Tags: new Outlook · next office version · office 2012 minimum requirements · outlook 15 system requirements

My, time sure flies doesn’t it? It seems like only last month we were preparing for Outlook 2010 and both its new goodies (and quirks), and now we’re already looking at leaked versions of Microsoft’s newest implementation, Office 15 (or 2012). This week we’ll try to make some guesses about what the new version of Outlook will bring to the table and how it will change our work style.

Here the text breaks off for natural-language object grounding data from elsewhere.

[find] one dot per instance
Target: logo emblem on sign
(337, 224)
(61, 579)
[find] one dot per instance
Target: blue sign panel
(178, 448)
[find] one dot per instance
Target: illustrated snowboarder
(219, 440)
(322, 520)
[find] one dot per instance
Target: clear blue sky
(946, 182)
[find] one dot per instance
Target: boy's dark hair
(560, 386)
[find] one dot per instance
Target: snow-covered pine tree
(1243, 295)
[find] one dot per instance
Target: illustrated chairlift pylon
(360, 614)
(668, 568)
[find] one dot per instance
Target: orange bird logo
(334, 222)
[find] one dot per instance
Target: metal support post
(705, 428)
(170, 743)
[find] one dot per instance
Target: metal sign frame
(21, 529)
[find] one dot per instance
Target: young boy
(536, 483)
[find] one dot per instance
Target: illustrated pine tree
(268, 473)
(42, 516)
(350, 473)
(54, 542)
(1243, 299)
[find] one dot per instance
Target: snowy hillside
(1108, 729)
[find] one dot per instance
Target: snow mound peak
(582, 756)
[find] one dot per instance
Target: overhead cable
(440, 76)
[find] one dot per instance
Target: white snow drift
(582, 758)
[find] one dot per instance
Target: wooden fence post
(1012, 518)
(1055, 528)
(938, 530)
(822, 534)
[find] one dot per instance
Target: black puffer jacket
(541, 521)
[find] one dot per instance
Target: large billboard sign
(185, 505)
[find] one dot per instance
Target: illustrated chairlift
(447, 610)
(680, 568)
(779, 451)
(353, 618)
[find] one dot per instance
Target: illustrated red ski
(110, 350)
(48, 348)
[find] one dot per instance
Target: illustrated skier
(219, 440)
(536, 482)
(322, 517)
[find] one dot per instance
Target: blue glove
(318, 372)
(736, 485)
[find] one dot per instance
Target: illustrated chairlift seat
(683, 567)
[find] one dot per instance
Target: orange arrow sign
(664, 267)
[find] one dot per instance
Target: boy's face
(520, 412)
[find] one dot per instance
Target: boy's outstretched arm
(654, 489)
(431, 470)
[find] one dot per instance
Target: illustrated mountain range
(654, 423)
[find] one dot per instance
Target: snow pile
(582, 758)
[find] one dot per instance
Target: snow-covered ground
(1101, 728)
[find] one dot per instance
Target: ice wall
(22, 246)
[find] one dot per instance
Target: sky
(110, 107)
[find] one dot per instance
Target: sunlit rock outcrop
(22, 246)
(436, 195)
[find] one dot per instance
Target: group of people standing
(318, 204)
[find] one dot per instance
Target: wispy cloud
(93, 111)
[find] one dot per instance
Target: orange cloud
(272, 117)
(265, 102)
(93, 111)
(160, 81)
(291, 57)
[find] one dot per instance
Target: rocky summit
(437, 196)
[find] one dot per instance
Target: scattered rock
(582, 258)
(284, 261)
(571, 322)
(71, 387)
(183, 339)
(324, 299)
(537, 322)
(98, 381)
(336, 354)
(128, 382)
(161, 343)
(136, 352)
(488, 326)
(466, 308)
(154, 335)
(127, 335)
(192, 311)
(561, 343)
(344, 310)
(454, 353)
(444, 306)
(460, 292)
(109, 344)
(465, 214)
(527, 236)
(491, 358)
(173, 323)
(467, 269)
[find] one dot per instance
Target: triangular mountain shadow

First of all, let me begin by restating that I’m “guesstimating” here, since no official info regarding compatibility, availability and so on has been issued by Microsoft.*

*There was, however, a post on Chris Green’s MSDN blog which put the release date of RTM Office 2012 for Monday, July 2, 2012.Then again, Office 2012 should launch a year after Windows 8, which is yet to be available.

Earlier this year a Russian site ( got its hands on build 15.0.2703.1000 (Milestone 2) and tested it out a little – even with the frequent crashes (it was a pre-alpha version after all), they were pleasantly surprised by the new version and especially by Outlook 2012. But first…

Minimum System Requirements for Office 15 (Outlook 2012)

As you may know, Microsoft has dropped support for the mainstream versions of Windows XP as of 2009 (extended support still exists up until 2014 – [source]), so now you’re left with either a Vista installation (ugh!) or the choice OS of the moment, ever on the red carpet, Windows 7. All 3 come in both 32-bit and 64-bit flavors, for all your computing requirements. With this in mind, I believe that Office 2012 will still be supported under XP – there are quite a few users that are using this OS and it would be bad business for Microsoft to just disregard so many loyal customers (PCs were still sold with XP preinstalled about an year ago – [source]). Office 2012 will surely be available on the 32-bit platform, since a 64-bit/128-bit exclusive OS will not exist until Windows 9.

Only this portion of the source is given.